First Optimization Process for NocoBase Server-Side APIs

Background
Performance testing
Code Analysis and Optimization
Summary
- Optimization Results
- Continuous Optimization
References

Background

A user reported unsatisfactory system throughput for NocoBase via a GitHub issue. Given our product’s rapid iteration, the team is currently prioritizing system functionality improvements, with less focus on specific optimizations for performance. However, as NocoBase moves into production and expands its user base, performance issues are emerging. It is imperative for us to intensify our focus and initiate optimization efforts.

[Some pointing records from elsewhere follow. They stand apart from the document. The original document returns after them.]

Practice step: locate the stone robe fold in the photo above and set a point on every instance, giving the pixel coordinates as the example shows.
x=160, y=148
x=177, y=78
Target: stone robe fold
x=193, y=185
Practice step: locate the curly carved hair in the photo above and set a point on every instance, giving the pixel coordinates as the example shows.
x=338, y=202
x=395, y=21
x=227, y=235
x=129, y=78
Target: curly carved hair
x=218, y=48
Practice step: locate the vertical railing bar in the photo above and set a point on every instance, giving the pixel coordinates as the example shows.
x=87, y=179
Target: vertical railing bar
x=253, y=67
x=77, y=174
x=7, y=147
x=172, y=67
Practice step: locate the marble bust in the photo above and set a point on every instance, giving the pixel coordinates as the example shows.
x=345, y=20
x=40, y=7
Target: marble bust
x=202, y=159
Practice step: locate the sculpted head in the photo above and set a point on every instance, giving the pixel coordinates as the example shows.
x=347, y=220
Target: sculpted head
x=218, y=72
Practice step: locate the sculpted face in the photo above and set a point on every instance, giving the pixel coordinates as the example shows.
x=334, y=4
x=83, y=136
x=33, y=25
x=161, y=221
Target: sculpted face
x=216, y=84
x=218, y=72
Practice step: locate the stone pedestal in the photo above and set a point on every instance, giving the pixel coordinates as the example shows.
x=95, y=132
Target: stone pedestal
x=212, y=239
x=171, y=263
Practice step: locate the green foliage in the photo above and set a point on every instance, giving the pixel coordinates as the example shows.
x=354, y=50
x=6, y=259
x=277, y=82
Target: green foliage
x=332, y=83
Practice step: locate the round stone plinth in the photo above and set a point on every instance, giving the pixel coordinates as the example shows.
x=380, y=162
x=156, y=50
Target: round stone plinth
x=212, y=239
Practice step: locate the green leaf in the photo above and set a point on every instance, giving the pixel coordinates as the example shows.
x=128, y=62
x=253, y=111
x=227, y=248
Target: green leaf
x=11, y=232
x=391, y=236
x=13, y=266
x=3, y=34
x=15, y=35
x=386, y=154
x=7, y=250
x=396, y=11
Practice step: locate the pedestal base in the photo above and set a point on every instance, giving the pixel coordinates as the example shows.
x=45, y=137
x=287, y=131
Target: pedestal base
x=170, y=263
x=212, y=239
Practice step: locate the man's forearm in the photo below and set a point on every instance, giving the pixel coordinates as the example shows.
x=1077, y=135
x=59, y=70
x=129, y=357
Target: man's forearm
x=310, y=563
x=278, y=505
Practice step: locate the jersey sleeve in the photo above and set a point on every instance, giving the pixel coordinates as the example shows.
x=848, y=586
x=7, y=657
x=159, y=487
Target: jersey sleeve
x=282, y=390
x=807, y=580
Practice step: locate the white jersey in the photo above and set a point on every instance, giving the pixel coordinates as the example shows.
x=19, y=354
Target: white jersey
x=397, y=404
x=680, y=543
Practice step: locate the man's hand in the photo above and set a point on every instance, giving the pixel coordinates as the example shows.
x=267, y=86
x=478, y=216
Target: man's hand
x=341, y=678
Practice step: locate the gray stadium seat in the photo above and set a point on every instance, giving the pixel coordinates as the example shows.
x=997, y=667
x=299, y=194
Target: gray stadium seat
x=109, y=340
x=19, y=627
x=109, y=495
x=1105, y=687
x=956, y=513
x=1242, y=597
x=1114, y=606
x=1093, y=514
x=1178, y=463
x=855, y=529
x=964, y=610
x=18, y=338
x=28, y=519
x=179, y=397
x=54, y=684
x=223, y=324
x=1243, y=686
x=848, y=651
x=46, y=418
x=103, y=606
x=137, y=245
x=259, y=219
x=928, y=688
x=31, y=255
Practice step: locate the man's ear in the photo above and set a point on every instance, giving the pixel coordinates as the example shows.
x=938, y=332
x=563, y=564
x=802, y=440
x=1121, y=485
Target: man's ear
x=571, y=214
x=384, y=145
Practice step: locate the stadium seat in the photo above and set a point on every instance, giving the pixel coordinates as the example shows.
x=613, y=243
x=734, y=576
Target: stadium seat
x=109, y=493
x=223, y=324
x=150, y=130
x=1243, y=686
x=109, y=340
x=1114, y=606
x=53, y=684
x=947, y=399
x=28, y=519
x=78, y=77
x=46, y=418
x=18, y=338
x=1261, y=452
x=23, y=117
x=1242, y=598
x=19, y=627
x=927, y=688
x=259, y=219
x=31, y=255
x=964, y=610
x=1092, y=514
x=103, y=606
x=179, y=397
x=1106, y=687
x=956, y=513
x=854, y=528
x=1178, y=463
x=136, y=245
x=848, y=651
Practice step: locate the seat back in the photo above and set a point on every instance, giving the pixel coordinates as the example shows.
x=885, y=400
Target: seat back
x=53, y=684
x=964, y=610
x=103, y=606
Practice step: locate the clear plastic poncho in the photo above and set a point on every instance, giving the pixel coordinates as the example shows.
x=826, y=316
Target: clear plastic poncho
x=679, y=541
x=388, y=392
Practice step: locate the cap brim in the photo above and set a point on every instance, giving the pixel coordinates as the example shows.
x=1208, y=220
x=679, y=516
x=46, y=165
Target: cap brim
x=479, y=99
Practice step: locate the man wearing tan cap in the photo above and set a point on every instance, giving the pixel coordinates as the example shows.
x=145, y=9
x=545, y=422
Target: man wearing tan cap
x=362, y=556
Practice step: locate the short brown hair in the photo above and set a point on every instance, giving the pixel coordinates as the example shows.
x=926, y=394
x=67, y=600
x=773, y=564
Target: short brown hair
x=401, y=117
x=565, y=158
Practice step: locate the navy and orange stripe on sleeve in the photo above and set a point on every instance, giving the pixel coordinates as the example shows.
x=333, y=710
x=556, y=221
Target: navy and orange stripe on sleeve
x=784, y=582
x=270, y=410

Certainly, for a product like NocoBase, real-world application scenarios tend to be complex, and there’s significant variation in user habits. Performance optimization necessitates specific, phased analyses for different scenarios. It’s not feasible to comprehensively address all issues in a single optimization round.

This optimization round focuses on providing an initial assessment of the system’s server-side API performance, followed by targeted foundational improvements.

Performance testing

Explanation

NocoBase utilizes the underlying framework of Koa + Sequelize. We have designed several test scenarios to use as benchmarks for comparative analysis:

Koa + Sequelize: This represents the foundational framework, reflecting the theoretical optimum, although real-world scenarios might introduce some compromises.
Koa + @nocobase/database: @nocobase/database is a Sequelize-based abstraction layer for database operations.
Koa + @nocobase/resourcer: @nocobase/resourcer functions as the routing and dispatching layer.
Koa + @nocobase/server: @nocobase/server serves as the NocoBase server.
Koa + Nocobase: This is the complete NocoBase program, incorporating built-in plugins.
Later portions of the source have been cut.